When Joseph Buddenberg, Maryam Khajavi, Nathan Pope and Adriana Stumpo were arrested in 2009, prosecutors said little other than that the group allegedly chalked slogans on the sidewalk, distributed fliers and attended protests. Later, when they were officially indicted, the government was still tight-lipped about how their non-violent, above-ground protests amounted to “terrorism.”
In response, the Center for Constitutional Rights and attorney Matthew Strugar led an effort to have the indictments dismissed. In short, they argued that the charges should be dropped because they seem to involve only protected First Amendment speech, but that in order to make that argument the defendants’ speech must be clearly identified.
Here’s an excerpt from Judge Ronald M. Whyte’s ruling:
In order for an indictment to fulfill its constitutional purposes, it must allege facts that sufficiently inform each defendant of what it is that he or she is alleged to have done that constitutes a crime. This is particularly important where the species of behavior in question spans a wide spectrum from criminal conduct to constitutionally protected political protest. While “true threats” enjoy no First Amendment protection, picketing and political protest are at the very core of what is protected by the First Amendment. Where the defendants’ conduct falls on this spectrum in this case will very likely ultimately be decided by a jury. Before this case proceeds to a jury, however, the defendants are entitled to a more specific indictment setting forth their conduct alleged to be criminal. [emphasis added]
As background, a fierce campaign has been being waged in California against animal research at the University of California system. There has been a wide range of both legal and illegal tactics. Illegal tactics have included the destruction of UC vans, and an incendiary device was left at the home of a UC researcher.
The FBI and local law enforcement haven’t been able to catch the people responsible, though. They’ve only cracked down on the above-ground activists, like the AETA 4, who protest and create fliers.

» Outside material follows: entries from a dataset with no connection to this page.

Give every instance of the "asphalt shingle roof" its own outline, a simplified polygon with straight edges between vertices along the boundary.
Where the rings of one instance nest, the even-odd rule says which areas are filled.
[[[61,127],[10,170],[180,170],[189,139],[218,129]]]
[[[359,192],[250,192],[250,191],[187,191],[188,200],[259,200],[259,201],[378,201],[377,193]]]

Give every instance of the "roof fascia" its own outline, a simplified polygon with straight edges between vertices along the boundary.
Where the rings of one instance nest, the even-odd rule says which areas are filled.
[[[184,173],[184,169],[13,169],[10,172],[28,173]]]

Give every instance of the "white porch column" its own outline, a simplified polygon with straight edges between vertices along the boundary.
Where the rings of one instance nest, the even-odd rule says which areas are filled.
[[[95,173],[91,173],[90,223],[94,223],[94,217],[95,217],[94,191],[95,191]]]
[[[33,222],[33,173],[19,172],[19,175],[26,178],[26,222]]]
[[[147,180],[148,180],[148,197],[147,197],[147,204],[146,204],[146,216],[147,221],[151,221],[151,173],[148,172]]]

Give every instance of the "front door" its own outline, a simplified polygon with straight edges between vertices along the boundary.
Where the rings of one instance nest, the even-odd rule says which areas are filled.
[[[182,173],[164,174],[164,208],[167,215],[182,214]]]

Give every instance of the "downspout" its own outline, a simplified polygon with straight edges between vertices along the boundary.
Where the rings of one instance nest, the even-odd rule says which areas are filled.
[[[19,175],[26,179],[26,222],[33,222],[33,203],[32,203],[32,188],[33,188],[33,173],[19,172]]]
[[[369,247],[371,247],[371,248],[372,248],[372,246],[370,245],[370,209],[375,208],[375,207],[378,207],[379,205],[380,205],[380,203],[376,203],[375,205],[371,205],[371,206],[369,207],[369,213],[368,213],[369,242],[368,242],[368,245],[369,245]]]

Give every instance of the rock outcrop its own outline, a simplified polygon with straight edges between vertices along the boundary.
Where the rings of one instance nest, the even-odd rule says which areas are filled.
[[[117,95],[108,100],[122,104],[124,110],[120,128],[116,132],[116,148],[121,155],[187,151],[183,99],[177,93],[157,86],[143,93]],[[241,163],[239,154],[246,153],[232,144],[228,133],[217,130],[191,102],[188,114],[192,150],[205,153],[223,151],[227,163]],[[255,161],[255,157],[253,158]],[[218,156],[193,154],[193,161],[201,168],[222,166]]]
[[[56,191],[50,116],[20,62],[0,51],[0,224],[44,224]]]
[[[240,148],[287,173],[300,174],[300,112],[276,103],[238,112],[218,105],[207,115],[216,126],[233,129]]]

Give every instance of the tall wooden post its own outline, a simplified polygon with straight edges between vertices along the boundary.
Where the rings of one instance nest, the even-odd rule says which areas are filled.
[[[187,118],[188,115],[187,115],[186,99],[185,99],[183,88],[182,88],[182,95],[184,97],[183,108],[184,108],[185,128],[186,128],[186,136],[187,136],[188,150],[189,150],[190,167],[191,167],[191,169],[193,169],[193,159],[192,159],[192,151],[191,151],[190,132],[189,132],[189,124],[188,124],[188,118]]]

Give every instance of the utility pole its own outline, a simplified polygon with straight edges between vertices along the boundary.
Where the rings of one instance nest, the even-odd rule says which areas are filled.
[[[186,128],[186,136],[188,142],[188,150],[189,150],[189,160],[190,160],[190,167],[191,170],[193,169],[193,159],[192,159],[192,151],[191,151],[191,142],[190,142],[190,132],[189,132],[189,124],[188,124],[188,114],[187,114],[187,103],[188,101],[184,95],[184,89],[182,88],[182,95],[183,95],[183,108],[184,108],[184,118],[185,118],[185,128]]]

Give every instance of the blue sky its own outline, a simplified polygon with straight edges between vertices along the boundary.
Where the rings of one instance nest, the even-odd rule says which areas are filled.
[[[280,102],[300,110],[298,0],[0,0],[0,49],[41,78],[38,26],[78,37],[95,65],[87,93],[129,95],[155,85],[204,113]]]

The previous version of the law was used to convict the SHAC 7 for running a controversial website that posted news of both legal and illegal actions. This case, the first use of the new Animal Enterprise Terrorism Act, was clearly an attempt to use this sweeping legislation even more broadly against First Amendment activity. This ruling sternly rebukes the government’s attempt to take activists to trial for “terrorism” without even explaining what they have done.

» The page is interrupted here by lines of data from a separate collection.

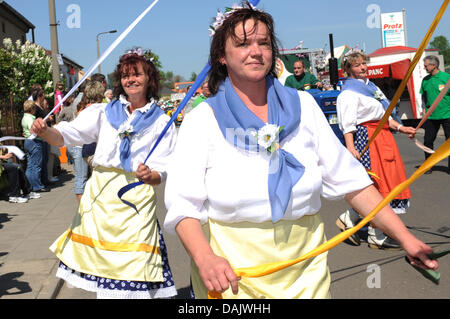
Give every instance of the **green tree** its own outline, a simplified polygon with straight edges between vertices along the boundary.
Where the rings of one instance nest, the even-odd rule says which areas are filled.
[[[430,42],[430,48],[438,49],[439,54],[444,56],[444,63],[447,65],[450,63],[450,43],[443,35],[436,36],[433,41]]]
[[[191,73],[191,78],[189,79],[189,81],[195,81],[197,79],[197,73],[192,72]]]
[[[167,71],[164,76],[163,86],[173,89],[174,82],[175,81],[173,80],[173,72]]]
[[[13,78],[11,74],[14,74],[11,54],[0,48],[0,103],[9,99],[11,80]]]
[[[173,82],[184,82],[184,78],[177,74],[173,77]]]
[[[153,53],[151,50],[145,51],[144,55],[153,62],[158,70],[162,69],[162,63],[159,59],[159,55]]]

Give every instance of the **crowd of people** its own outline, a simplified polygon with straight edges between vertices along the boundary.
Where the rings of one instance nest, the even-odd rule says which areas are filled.
[[[39,136],[30,138],[32,134],[30,128],[34,120],[46,118],[45,123],[48,127],[62,121],[70,122],[92,103],[111,101],[112,91],[106,90],[106,87],[106,78],[103,74],[92,75],[90,80],[83,83],[76,96],[75,94],[69,96],[53,114],[46,118],[52,108],[49,107],[42,86],[39,83],[33,85],[20,113],[22,135],[25,138],[23,144],[26,154],[25,165],[15,158],[14,153],[7,152],[6,149],[2,150],[0,172],[5,172],[5,181],[7,181],[1,185],[2,196],[11,203],[27,203],[29,199],[41,198],[41,193],[51,191],[52,185],[59,181],[56,175],[61,172],[59,160],[61,153],[58,147],[50,145]],[[56,84],[54,107],[67,92],[62,82]],[[95,143],[67,149],[68,161],[74,166],[74,193],[78,199],[81,198],[89,177],[89,160],[94,151]]]
[[[179,101],[160,99],[159,71],[136,50],[120,57],[112,90],[104,76],[93,75],[46,121],[41,88],[24,103],[24,136],[38,137],[25,141],[27,169],[17,170],[10,198],[20,189],[24,196],[48,191],[51,147],[67,147],[74,166],[79,206],[51,246],[60,260],[59,278],[99,298],[176,295],[155,213],[154,187],[165,182],[162,224],[192,259],[195,298],[211,292],[225,298],[329,298],[327,254],[258,278],[238,277],[234,269],[295,259],[324,243],[321,197],[344,197],[350,208],[337,224],[346,230],[405,180],[391,130],[414,136],[414,128],[391,118],[361,156],[389,104],[382,93],[374,97],[380,90],[367,79],[363,53],[343,62],[347,78],[337,100],[343,146],[305,92],[322,83],[305,72],[304,62],[294,64],[285,85],[276,78],[278,41],[270,14],[244,6],[215,26],[208,79],[186,105],[178,132],[167,113]],[[26,180],[30,191],[24,190]],[[117,196],[137,182],[142,185],[128,190],[126,201]],[[432,249],[398,215],[410,197],[407,189],[377,214],[368,242],[403,249],[411,264],[435,270]],[[356,235],[350,239],[360,244]]]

To be clear, though, this case is not over. The government can still re-indict the defendants with an amended bill of particulars that clearly outlines their alleged actions.
This is a victory worth celebrating, and it should also be inspiration for renewed organizing. Corporations and the politicians who represent them have been pushing this “eco-terrorism” and “animal enterprise terrorism” legislation for years, and they will not sit quietly as the flagship case of their pet scare-mongering law is tossed aside. If prosecutors choose to re-indict, it should be at their own peril; the animal rights and environmental movements must be ready to respond even more loudly, more forcefully, that activism is not terrorism.